We are sometimes interested in whether three points lie on a straight line. If they do, we call them collinear . To check whether 3 points $A,B$ and $C$ are collinear, we can form the vectors $\overrightarrow{AB}$ and $\overrightarrow{AC}$ (other combinations like $\overrightarrow{BC}$ and $\overrightarrow{CB}$ are allowed too). If $A,B$ and $C$ are collinear, then $\overrightarrow{AB}$ and $\overrightarrow{AC}$ will be parallel so $\overrightarrow{AB}=k\overrightarrow{AC}$.

Conversely, if $\overrightarrow{AB}=k\overrightarrow{AC}$ for some $k \neq 0$, then $\overrightarrow{AB}$ and $\overrightarrow{AC}$ are parallel. Moreover, they share a common point $A$ so $A,B$ and $C$ must collinear.

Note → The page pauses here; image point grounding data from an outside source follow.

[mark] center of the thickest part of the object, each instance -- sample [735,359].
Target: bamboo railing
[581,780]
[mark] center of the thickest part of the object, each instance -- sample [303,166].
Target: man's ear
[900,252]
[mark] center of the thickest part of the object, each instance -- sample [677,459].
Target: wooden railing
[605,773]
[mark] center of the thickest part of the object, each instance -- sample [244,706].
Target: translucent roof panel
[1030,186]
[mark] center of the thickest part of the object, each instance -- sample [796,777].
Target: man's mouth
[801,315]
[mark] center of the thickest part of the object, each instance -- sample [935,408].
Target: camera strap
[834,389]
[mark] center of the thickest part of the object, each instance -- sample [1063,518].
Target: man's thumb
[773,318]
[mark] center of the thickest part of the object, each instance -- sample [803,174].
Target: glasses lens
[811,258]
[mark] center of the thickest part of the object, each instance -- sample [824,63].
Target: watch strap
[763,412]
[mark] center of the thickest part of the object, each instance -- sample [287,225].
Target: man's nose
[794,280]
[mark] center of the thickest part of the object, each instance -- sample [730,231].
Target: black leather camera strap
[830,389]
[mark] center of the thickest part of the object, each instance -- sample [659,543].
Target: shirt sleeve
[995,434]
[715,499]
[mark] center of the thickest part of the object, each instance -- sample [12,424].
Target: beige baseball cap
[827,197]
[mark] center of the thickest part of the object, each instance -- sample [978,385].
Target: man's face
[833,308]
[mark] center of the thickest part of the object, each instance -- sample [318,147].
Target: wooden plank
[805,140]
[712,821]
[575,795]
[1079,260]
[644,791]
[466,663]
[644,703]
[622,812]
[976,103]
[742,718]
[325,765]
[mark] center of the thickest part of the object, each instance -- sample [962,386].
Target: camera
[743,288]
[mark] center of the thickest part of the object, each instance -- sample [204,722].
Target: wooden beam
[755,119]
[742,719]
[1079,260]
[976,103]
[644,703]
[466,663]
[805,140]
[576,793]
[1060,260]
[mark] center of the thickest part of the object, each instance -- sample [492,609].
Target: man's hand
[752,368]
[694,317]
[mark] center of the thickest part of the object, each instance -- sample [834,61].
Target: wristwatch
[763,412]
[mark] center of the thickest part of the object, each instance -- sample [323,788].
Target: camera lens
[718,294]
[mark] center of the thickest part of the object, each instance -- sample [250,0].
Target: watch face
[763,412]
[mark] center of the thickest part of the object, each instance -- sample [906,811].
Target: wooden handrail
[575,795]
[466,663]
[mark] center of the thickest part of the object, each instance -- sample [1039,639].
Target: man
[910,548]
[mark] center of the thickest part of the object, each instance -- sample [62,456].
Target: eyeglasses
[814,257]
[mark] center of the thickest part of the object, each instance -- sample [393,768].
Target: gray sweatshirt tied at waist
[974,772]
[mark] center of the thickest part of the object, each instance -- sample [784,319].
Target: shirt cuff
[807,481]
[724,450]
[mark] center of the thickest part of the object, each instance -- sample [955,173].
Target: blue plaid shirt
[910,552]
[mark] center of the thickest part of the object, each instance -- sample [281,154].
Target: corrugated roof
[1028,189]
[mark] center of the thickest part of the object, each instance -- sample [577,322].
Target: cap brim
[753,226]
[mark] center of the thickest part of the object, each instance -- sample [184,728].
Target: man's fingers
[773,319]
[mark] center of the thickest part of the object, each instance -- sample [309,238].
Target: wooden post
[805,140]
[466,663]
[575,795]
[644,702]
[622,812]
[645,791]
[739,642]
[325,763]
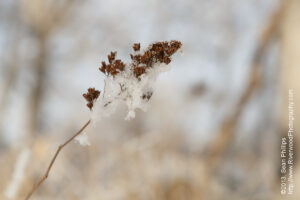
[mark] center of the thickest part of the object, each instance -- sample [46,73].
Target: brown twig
[54,158]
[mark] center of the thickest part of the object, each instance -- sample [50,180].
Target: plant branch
[54,158]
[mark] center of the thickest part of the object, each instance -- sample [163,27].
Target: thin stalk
[60,147]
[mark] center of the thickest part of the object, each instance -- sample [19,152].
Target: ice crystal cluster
[131,83]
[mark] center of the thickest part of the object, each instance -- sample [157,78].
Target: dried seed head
[91,96]
[136,46]
[157,52]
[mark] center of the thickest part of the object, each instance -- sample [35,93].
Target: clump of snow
[83,139]
[126,87]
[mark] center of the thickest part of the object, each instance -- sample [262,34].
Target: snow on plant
[131,83]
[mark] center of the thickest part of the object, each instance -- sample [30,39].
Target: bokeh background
[214,126]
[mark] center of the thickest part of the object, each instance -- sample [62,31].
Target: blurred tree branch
[226,131]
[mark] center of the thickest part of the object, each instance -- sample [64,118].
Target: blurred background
[214,125]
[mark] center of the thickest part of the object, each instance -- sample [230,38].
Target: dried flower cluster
[131,83]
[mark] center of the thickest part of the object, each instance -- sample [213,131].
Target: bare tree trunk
[39,87]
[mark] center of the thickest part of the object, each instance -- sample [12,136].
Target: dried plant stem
[54,158]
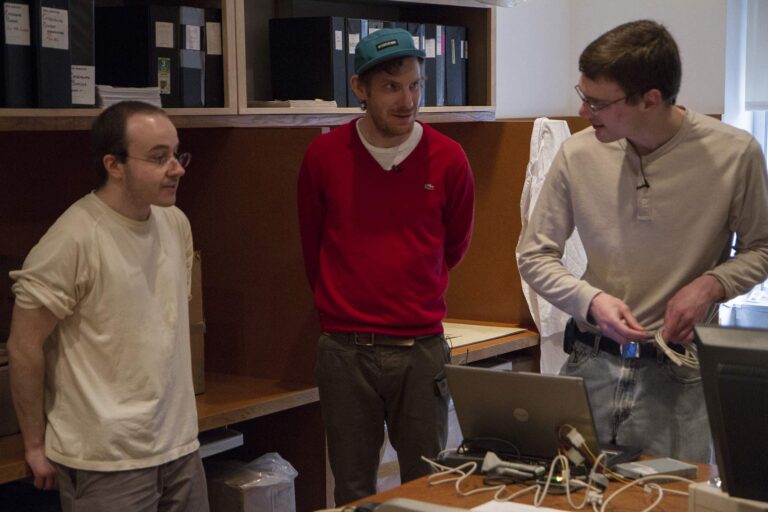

$ A, B \textrm{ and } C \textrm{ are collinear} \Leftrightarrow \overrightarrow{AB}=k\overrightarrow{AC} \textrm { for some } k \neq 0$

Solutions to examples

1. Given points $A(5,-1,3)$ and $B$ with position vector $\overrightarrow{OB} = \mathbf{i} + 2 \mathbf{j} - 4 \mathbf{k}$, find the vector $\overrightarrow{AB}$.

$\overrightarrow{AB} = \overrightarrow{OB} - \overrightarrow{OA} =$ $-4 \mathbf{i} + 3 \mathbf{j} -7\mathbf{k}$.

2. Find the distance between $A$ and $B$.

Distance required $=|\overrightarrow{AB}| =$ $\sqrt{74}$ units.

3. It is given further that $C$ has coordinates $(13,y,17)$. Given that $A,B$ and $C$ are collinear, find $y$.

$\overrightarrow{AC} = \overrightarrow{OC}-\overrightarrow{OA} = \begin{pmatrix} 8 \\ y+1 \\ 14 \end{pmatrix}$. Since $A,B$ and $C$ are collinear, $\overrightarrow{AC} = k \overrightarrow{AB}$ for some $k$. $\begin{pmatrix} 8 \\ y+1 \\ 14 \end{pmatrix} = k\begin{pmatrix} -4 \\ 3 \\ -7 \end{pmatrix}$. Hence $k = -2$ and $y+1 = (-2)(-4)$. This gives $y=7$.

4. If $D$ has coordinates $(-3,5,-11)$, show that $A,B$ and $D$ lie on the same line.

$\overrightarrow{AD} = \overrightarrow{OD} - \overrightarrow{OA} = -8\mathbf{i} + 6 \mathbf{j} -14 \mathbf{k}$. Hence $\overrightarrow{AD} = 2 \overrightarrow{AB}$, so $AD$ is parallel to $AB$. Moreover, they share a common point $A$. Thus $A,B$ and $D$ lie on the same line.